From 26bc4bbcd8ad081de53436be657a00ea0cc9efd7 Mon Sep 17 00:00:00 2001
From: Keyun Tong <tongkeyun@gmail.com>
Date: Thu, 1 May 2025 00:30:57 -0700
Subject: [PATCH] Avoid overwriting vllm_compile_cache.py (#17418)

Signed-off-by: Keyun Tong <tongkeyun@gmail.com>
---
 vllm/compilation/backends.py | 8 +++++---
 1 file changed, 5 insertions(+), 3 deletions(-)

diff --git a/vllm/compilation/backends.py b/vllm/compilation/backends.py
index a1570b7eccce9..fcaf4a0f987ab 100644
--- a/vllm/compilation/backends.py
+++ b/vllm/compilation/backends.py
@@ -45,6 +45,7 @@ class CompilerManager:
         self.cache: Dict[Tuple[Optional[int], int, str], Any] = dict()
         cls = InductorAdaptor if use_inductor else EagerAdaptor
         self.compiler = cls()
+        self.is_cache_updated = False
 
     def compute_hash(self, vllm_config: VllmConfig) -> str:
         return self.compiler.compute_hash(vllm_config)

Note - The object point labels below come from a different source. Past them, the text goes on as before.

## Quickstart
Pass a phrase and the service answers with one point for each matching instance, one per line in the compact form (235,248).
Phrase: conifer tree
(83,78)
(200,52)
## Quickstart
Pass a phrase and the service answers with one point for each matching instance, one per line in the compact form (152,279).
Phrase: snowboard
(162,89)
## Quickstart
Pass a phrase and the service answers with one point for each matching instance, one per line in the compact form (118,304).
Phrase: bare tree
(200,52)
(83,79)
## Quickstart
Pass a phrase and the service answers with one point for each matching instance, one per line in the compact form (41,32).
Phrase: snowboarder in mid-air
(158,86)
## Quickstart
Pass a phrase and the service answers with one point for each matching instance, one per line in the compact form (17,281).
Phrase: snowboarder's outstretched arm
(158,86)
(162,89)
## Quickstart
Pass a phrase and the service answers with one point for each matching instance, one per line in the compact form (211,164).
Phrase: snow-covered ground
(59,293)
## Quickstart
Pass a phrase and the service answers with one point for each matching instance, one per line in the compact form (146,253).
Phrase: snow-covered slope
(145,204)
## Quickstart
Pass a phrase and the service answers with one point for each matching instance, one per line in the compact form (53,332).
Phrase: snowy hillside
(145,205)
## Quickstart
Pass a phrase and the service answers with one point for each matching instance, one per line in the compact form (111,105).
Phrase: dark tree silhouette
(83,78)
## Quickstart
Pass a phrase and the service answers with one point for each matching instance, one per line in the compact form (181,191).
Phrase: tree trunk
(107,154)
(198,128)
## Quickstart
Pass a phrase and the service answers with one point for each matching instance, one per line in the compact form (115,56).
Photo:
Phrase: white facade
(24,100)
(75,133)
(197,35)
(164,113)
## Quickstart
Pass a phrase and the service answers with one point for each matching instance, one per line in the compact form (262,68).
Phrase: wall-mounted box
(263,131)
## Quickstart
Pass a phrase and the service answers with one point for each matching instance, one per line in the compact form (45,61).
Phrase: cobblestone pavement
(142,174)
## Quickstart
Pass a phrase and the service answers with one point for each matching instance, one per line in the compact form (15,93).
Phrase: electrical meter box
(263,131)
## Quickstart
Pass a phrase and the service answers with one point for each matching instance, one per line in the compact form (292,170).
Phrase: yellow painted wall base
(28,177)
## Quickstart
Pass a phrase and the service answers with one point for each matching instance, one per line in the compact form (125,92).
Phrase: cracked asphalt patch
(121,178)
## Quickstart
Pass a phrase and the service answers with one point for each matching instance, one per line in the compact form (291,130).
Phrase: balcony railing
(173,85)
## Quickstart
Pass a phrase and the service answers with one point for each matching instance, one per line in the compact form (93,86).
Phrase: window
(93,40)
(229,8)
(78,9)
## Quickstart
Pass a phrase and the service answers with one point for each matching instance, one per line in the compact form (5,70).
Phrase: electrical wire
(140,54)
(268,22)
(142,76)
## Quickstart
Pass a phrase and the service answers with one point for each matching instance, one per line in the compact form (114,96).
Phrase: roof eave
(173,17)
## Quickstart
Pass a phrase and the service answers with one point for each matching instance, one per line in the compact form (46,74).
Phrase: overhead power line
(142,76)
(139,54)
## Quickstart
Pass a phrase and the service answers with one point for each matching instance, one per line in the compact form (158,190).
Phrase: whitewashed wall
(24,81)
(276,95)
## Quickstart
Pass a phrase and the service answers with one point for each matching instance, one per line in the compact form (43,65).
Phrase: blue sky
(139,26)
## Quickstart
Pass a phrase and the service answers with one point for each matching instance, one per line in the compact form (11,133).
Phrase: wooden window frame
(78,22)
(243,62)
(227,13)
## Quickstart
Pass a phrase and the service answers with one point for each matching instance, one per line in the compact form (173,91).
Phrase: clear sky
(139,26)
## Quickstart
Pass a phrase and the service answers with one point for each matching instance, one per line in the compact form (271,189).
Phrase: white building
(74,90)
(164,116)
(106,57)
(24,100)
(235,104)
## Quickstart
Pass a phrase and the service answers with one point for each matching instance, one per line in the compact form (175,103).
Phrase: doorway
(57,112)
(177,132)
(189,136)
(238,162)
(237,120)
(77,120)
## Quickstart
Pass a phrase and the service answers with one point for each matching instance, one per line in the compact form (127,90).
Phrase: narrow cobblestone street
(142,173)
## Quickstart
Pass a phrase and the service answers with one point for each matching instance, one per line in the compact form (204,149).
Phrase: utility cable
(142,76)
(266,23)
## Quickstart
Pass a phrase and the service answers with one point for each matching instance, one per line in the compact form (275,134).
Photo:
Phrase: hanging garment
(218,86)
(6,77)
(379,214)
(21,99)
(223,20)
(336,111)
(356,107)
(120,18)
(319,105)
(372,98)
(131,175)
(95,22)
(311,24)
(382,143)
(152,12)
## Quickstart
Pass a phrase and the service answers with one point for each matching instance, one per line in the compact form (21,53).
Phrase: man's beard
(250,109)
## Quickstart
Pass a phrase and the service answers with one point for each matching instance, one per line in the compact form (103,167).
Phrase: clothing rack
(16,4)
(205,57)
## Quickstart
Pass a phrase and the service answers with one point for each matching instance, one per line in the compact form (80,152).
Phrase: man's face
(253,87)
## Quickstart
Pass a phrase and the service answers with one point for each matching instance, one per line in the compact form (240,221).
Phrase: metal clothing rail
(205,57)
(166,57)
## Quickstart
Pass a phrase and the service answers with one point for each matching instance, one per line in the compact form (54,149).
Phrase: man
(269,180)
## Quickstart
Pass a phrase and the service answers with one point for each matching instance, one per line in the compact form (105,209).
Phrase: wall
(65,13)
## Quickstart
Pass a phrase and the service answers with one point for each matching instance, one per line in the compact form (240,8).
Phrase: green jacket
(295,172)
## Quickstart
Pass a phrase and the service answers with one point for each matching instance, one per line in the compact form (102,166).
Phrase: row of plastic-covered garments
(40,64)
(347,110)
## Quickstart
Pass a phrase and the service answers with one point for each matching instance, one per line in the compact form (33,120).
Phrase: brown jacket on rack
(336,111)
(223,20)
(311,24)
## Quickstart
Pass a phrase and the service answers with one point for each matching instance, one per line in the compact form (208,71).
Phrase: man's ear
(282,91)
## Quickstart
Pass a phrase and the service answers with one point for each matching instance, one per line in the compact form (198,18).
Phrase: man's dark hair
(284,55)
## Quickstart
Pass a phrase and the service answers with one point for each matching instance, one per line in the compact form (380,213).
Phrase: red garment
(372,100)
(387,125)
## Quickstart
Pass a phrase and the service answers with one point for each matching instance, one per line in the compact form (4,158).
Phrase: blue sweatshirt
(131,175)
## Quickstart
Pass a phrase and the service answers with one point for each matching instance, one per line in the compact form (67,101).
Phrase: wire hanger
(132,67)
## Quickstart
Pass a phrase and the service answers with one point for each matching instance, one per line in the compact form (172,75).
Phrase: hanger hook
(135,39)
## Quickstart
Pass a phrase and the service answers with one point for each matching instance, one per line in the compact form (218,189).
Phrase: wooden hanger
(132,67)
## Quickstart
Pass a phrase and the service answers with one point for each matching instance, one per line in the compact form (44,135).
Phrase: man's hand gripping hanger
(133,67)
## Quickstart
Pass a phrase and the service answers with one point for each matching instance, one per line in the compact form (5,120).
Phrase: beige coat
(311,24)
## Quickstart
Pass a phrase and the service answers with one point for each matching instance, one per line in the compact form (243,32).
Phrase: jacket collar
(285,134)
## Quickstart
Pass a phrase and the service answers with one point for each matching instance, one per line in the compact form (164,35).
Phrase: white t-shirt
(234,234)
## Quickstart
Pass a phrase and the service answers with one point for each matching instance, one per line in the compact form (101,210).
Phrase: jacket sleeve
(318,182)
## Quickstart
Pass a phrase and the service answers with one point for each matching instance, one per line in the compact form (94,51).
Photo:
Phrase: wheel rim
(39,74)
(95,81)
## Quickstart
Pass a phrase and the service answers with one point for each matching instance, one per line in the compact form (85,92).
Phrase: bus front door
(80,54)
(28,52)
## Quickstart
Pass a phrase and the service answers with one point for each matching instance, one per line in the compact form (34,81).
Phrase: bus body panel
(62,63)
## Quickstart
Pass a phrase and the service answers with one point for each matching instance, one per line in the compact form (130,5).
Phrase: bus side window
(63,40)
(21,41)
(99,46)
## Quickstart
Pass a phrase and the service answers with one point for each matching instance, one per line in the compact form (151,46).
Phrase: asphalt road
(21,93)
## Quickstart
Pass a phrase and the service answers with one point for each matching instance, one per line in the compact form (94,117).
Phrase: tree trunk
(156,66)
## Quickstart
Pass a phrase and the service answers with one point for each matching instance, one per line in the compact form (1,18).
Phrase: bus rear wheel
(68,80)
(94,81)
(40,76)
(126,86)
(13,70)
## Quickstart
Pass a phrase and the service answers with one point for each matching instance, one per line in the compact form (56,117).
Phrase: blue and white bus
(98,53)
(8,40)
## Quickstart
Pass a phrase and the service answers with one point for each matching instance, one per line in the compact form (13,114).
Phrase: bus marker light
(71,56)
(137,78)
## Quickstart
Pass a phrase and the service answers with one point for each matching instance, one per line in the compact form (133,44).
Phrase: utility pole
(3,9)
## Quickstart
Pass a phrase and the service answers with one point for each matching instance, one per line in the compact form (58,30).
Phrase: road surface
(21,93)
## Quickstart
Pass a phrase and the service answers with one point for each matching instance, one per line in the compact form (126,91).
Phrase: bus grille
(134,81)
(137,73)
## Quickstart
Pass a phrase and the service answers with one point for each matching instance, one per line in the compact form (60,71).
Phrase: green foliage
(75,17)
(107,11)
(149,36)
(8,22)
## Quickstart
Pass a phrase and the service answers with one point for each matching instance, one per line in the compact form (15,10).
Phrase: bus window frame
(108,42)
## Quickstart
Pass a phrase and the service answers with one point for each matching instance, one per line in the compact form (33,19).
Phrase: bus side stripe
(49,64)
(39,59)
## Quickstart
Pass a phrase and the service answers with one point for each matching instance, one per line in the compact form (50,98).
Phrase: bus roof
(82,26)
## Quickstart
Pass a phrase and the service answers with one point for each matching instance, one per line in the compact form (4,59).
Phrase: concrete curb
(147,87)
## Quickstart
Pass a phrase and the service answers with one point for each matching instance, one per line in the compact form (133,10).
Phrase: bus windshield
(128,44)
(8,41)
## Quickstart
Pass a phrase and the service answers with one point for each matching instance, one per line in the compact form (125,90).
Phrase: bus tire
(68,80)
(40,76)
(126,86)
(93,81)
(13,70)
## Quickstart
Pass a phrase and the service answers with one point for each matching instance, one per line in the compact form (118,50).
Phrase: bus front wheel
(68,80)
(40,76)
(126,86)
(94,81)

@@ -66,11 +67,11 @@ class CompilerManager:
                                        disable_cache=disable_cache)
 
     def save_to_file(self):
-        if self.disable_cache:
+        if self.disable_cache or not self.is_cache_updated:
             return
+        printer = pprint.PrettyPrinter(indent=4)
+        data = printer.pformat(self.cache)
         with open(self.cache_file_path, "w") as f:
-            printer = pprint.PrettyPrinter(indent=4)
-            data = printer.pformat(self.cache)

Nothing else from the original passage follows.